Let Others Do the Work
Georgia Institute of Technology (Georgia Tech) researchers found insights into ant cooperation could be incorporated into the development of large swarms of robots. The team first placed 30 ants into a container filled with glass soil-like particles, and observed only 30% of the ants performed the majority of the tunneling. They then tested similar strategies with four excavation robots, only to find that a four-robot team kept causing congestion unless at least one robot remained idle. Georgia Tech’s Daniel Goldman says the implication is that when groups of individuals cooperate, the best strategy may be for some to hang back. This knowledge might help inform the design of software for controlling robot swarms. Goldman aims to apply ant behavior dynamics to the coordination of large robot swarms in confined spaces. New Scientist, Timothy Revell, August 16, 2018, Future Robot Swarms Should Copy Lazy Ants Who Let Others Do the Work.
It was a scrum. No, not the agile software method, but a bunch of people all racing after the current big defect found in the product. It was a badge of merit to be the first to figure out the defect and to report on its fix. My boss expected me to jump into this competition of egos when these problems happened. Instead, I figured we had more than enough people chasing these defects and I worked on other things important to the project. While avoiding the classic rush for recognition and reward I researched and developed trends and statistics on all these defects we found on each product (around 15K defects or issues were reported per product).

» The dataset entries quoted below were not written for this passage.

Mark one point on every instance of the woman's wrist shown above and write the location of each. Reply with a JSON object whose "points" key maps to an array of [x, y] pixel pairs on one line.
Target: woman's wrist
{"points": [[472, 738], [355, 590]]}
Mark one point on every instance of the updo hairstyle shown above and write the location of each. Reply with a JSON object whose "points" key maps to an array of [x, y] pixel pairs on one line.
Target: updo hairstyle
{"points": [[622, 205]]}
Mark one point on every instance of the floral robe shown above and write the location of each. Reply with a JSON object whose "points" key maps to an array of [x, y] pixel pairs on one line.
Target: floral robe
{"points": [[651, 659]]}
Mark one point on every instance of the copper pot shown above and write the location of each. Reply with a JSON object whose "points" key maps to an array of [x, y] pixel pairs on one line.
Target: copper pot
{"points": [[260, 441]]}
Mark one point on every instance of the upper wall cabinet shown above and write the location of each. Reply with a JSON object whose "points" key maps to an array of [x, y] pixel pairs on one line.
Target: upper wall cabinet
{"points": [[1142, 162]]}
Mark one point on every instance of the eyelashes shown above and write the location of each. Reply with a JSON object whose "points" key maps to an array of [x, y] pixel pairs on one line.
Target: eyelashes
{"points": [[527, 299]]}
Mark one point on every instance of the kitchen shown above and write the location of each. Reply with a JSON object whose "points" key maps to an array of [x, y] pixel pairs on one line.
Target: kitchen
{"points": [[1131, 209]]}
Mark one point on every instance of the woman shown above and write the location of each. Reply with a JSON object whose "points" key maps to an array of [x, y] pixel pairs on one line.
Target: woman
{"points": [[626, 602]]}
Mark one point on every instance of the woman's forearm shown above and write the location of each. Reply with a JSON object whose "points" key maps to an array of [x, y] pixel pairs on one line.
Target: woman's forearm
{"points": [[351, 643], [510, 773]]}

I came to understand and recognize the phases a defect would transition through. From identification to reproduction to root cause to a fix coded and tested and finally to the fix merged and tested into the product. Each phase took a certain average amount of time and this time distribution varied predictably over the duration of the project.
See defect reports are your best friend.
When all the ‘robots’ (managers, engineers, programmers) jumped on to the same hot task, they would start to get in each other’s way and start to thrash. Unlike the robots, these people would also often feel incentivized to get in each other’s way. Knowing when not to throw more people at a task and then to use those resources to solve other problems was just plain good project management. With me not jumping into the fray, we instead learned that typically towards the end of the project it might take seven days to resolve a defect (reproduce, root cause, code fix), and seven more to merge and regression test into a product build we would then release for customer testing. While we still needed some people chasing the big defects, knowing when any given defect would probably be completed allowed us to objectively manage the overall project without having to worry excessively about every reported defect. It was quite annoying to many people that using the averages I would consistently better predict when something would be ready for the customer than all the detailed analysis produced by the hot, sweaty, and sleep deprived, managers and engineers.
See further optimizing your staffing by knowing your staffing numbers and who are your turkeys and eagles.
Are you applying staff to problems in a way that is actually productive and not prone to wasting resources or causing unintended conflicts?